On Friday, a group of 136 OECD (Organization of Economic Co-operation and Development) member countries had agreed to a minimum global tax rate of 15.0 per cent for blue-whale multinational business groups, largely aimed at making it harder for heavy-weight conglomerates to avert taxation by registering HQs in low-tax safe-haven nations, while US President Joe Biden had welcomed the deal as well despite the scale of damage a barrage of US-based multinational businesses would have to bear as a repercussion to a sweeping reform in global tax rules. Biden was quoted saying shortly after reaching an accord over a global tax rate of 15.0 per cent with Dublin, Budapest alongside Tallinn dropping their oppositions off the table, that, the deal had metamorphosized a level-playing ground. Nevertheless, it still remains to subject to deep discontent on whether such a swift reform on global tax rules could be reached without existence of a pandemic that had toiled trillions from advanced economies in stimulus alongside other measures over past one year and a half, suggested analysts.

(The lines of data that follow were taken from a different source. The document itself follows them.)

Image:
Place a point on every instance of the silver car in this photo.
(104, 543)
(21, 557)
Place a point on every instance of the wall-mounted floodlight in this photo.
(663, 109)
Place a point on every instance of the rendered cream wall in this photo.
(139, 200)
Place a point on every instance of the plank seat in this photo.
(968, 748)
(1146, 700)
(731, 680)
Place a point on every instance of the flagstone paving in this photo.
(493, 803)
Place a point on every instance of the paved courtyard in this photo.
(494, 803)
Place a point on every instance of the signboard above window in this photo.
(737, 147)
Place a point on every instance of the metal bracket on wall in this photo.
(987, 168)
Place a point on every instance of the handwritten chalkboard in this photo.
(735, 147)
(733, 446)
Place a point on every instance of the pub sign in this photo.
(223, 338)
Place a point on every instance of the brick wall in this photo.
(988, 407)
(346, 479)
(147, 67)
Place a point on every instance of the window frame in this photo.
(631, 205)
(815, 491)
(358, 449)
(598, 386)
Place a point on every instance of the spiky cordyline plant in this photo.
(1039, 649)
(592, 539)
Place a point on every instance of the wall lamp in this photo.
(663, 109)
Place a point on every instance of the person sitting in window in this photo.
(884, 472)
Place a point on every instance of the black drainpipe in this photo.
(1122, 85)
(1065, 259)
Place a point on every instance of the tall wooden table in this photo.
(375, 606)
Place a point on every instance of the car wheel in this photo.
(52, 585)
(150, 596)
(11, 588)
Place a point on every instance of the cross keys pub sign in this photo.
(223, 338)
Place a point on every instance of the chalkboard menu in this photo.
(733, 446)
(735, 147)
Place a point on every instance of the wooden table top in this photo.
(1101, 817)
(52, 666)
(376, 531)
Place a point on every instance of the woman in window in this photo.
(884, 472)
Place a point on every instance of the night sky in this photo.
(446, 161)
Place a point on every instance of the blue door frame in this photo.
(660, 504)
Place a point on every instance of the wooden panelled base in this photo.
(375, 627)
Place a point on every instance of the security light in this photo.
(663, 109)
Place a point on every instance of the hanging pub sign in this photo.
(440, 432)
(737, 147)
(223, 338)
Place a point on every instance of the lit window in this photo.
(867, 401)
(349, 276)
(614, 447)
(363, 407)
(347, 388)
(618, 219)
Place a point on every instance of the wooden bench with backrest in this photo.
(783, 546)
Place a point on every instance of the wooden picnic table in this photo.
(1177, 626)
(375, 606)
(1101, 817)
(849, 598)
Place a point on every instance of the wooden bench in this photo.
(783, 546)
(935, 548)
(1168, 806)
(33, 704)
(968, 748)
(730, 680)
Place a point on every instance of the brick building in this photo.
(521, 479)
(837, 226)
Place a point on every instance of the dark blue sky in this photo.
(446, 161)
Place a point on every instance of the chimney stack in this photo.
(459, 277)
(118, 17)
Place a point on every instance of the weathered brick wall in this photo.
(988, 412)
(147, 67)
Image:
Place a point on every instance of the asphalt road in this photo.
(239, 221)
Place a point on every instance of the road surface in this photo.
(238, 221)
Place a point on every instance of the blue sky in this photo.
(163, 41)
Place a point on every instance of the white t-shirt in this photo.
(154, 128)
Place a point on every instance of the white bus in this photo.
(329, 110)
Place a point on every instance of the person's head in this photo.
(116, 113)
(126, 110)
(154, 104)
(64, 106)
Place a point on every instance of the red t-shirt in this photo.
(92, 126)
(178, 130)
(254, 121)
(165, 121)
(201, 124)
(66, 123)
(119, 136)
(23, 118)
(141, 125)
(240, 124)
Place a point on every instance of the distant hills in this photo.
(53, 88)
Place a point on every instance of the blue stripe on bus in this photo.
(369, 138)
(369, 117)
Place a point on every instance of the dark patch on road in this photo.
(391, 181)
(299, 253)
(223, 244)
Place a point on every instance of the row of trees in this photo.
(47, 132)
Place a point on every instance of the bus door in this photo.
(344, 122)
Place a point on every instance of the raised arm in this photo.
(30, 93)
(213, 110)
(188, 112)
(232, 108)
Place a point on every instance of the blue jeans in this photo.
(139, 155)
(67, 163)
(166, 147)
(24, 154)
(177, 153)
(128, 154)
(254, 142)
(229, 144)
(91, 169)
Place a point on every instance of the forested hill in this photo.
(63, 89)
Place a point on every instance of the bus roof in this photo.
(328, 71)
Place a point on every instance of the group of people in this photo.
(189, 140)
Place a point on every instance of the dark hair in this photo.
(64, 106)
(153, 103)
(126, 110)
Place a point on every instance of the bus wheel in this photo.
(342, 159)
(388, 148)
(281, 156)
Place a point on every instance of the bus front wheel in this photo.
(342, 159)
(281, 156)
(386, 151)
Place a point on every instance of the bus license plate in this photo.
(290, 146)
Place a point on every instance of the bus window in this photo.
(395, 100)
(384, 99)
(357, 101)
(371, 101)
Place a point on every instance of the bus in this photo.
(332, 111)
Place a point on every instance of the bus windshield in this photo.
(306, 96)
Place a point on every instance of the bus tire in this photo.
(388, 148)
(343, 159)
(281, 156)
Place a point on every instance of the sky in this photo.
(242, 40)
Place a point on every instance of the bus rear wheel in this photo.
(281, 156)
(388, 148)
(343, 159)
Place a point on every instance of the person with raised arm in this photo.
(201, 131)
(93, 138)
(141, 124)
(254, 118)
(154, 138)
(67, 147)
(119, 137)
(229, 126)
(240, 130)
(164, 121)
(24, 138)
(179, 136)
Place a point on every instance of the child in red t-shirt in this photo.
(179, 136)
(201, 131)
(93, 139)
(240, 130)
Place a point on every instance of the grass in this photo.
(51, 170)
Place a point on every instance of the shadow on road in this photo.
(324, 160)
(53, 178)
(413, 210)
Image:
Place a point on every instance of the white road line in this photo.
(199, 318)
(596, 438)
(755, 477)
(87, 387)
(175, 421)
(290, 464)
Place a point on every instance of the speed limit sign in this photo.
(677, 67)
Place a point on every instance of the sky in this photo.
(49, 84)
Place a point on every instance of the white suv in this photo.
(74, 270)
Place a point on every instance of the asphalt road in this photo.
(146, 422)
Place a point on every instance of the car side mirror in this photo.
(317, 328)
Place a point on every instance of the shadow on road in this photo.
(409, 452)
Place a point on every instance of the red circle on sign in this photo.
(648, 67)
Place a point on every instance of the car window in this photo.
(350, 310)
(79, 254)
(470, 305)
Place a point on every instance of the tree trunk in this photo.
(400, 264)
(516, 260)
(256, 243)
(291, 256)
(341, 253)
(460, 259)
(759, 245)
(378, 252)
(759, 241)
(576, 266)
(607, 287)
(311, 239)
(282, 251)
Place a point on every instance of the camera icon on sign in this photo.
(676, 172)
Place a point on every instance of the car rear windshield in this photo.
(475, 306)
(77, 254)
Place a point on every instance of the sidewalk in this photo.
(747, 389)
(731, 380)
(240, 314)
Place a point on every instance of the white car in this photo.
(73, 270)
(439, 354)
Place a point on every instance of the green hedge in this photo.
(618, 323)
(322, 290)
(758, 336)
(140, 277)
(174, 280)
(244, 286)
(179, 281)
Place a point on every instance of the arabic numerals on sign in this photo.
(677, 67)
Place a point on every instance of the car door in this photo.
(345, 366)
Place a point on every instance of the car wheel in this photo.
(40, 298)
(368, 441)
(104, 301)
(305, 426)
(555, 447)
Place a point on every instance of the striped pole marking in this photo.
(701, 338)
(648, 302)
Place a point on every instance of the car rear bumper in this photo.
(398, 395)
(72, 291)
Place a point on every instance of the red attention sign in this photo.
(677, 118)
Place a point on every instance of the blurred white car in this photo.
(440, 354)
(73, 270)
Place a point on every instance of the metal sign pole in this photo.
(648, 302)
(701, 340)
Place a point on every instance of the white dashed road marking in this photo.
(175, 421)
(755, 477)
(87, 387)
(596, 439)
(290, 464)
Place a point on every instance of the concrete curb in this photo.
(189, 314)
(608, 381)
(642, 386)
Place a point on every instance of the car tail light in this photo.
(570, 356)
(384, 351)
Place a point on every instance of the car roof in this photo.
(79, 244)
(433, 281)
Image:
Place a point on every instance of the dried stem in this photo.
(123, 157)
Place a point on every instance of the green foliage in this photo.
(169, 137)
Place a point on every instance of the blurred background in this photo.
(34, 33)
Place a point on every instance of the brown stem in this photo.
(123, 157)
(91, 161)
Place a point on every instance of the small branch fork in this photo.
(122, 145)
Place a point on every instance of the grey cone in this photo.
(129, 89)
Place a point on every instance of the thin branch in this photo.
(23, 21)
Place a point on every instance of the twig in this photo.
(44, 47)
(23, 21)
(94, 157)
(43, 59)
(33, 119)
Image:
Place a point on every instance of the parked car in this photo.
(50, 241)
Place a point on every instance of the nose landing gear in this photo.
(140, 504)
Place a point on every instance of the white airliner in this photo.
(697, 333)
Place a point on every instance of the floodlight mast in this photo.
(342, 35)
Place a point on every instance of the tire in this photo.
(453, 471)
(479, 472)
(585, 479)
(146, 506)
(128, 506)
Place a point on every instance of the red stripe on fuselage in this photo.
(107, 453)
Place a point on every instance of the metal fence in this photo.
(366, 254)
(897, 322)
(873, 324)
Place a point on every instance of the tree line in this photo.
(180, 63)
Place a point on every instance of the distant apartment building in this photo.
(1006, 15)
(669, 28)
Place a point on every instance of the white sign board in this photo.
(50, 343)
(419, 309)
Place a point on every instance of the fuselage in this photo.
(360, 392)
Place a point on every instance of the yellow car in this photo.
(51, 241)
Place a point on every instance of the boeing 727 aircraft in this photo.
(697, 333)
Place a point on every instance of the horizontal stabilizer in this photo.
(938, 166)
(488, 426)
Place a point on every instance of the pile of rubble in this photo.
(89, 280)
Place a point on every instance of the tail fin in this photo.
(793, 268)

Global tax reforms finally witness a dawn
Apart from that, followed by the agreement, Joe Biden said in a separate statement, “Establishing, for the first time in history, a strong global minimum tax will finally even the playing field for American workers and taxpayers, along with the rest of the world.
” Nonetheless, out of 140 member countries involved in the deal, 136 had voted in favour of a global-scale tax of 15.0 per cent, which is still much lower than a tax of 23.5 per cent in industrialized countries, though, Kenya, Nigeria, Sri Lanka and Pakistan abstained from voting.